Imidazole propionate- a novel link between the human gut microbiota and development of insulin resistance in adipose tissue.

The gut microbiota affects numerous biological functions in the human body, and this has become an important field of research in biomedicine. Gut bacteria play a fundamental role in obesity, diabetes and cardiovascular disease.

Dysregulation of microbially derived metabolite production, in particular the production of imidazole propionate (ImP) was recently associated with metabolic disorders.

Specifically, ImP was shown to be increased in subjects with type 2 diabetes, and ImP was shown to impair glucose tolerance and reduce insulin signaling.

ImP is produced by a specific bacterial enzyme, called urocanate reductase (UrdA), which was recently structurally characterized by us.

Type 2 diabetes associated bacteria such as Streptococcus mutants and Eggerthella lentha has been verified to express UrdA and hence produce ImP. Thus, a direct link between the microbiota and type 2 diabetes has been established.

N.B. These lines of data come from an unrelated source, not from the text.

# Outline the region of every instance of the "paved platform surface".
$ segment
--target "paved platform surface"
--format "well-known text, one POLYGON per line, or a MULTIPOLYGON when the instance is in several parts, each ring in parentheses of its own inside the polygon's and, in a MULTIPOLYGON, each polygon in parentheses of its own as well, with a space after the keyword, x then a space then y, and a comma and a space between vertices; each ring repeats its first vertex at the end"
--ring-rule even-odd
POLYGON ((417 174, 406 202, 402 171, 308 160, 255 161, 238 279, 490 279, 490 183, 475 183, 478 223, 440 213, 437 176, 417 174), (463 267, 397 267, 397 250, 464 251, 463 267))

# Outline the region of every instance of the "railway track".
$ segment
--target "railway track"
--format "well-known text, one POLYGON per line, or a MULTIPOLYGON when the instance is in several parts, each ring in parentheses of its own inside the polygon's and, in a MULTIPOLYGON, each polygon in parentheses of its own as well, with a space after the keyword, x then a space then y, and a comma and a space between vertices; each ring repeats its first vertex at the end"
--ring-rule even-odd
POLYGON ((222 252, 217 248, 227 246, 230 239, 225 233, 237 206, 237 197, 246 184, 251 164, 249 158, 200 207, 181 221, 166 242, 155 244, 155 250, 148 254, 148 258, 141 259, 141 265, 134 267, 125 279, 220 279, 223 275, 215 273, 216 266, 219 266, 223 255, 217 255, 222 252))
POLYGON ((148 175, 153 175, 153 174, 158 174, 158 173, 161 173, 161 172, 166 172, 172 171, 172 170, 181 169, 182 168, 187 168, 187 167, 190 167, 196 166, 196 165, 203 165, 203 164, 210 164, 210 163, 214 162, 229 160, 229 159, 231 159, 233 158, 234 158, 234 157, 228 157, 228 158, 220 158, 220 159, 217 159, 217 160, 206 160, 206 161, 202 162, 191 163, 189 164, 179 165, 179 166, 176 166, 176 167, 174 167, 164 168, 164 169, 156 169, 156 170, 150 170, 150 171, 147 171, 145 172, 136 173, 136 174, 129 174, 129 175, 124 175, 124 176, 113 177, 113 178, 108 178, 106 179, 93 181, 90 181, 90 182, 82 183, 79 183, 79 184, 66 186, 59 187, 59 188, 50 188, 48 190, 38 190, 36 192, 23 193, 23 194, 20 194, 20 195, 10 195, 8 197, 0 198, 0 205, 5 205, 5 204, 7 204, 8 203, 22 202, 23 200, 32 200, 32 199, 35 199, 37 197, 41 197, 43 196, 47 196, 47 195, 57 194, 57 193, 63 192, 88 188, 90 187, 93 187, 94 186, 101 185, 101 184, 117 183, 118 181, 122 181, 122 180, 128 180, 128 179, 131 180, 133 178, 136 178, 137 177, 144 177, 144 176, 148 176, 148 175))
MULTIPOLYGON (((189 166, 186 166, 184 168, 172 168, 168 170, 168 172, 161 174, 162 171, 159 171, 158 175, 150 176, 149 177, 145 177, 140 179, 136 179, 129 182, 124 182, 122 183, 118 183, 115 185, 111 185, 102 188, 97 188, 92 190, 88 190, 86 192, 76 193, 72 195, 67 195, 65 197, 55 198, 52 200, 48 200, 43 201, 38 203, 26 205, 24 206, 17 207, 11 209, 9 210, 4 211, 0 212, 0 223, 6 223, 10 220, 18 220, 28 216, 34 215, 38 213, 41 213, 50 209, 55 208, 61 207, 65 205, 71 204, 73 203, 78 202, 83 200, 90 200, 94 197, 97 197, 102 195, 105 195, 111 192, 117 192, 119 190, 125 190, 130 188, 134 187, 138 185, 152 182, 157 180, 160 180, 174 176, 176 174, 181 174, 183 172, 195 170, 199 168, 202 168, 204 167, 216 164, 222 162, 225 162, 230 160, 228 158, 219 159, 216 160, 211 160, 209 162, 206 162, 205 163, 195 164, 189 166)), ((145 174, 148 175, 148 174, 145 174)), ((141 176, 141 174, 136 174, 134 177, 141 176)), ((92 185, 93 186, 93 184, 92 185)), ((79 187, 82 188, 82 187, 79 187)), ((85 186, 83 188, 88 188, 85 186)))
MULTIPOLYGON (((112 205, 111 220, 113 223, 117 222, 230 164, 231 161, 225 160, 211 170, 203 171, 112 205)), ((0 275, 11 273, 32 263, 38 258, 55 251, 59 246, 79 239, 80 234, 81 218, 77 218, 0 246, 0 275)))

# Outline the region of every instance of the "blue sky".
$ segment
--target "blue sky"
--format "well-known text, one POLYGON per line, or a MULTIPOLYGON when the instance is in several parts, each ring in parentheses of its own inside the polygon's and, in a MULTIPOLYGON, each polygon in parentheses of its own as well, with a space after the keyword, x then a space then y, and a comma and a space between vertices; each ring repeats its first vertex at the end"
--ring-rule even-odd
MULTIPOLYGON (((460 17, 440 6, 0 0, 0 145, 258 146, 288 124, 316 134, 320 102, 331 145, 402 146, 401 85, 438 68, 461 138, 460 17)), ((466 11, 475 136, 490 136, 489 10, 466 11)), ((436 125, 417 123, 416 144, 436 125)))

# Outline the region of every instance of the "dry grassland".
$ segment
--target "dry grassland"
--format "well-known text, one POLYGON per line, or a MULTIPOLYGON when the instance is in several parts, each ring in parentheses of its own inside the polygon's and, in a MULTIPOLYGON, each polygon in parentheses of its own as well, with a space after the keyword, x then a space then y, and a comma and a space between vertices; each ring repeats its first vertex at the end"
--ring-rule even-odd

Thus, there is an urgent need to clarify the molecular mechanisms behind the production of ImP and to unravel the full mechanism of action of ImP in humans.

Hence, we are now setting out to perform a detailed structural and functional approach to disclose the molecular mechanisms behind the production of ImP as well as its consequences for human adipose tissue.

The good prospects for success are based on preliminary data already available in Lindkvist lab on the structure of UrdA, in combination with expertise and availability of human adipose tissue.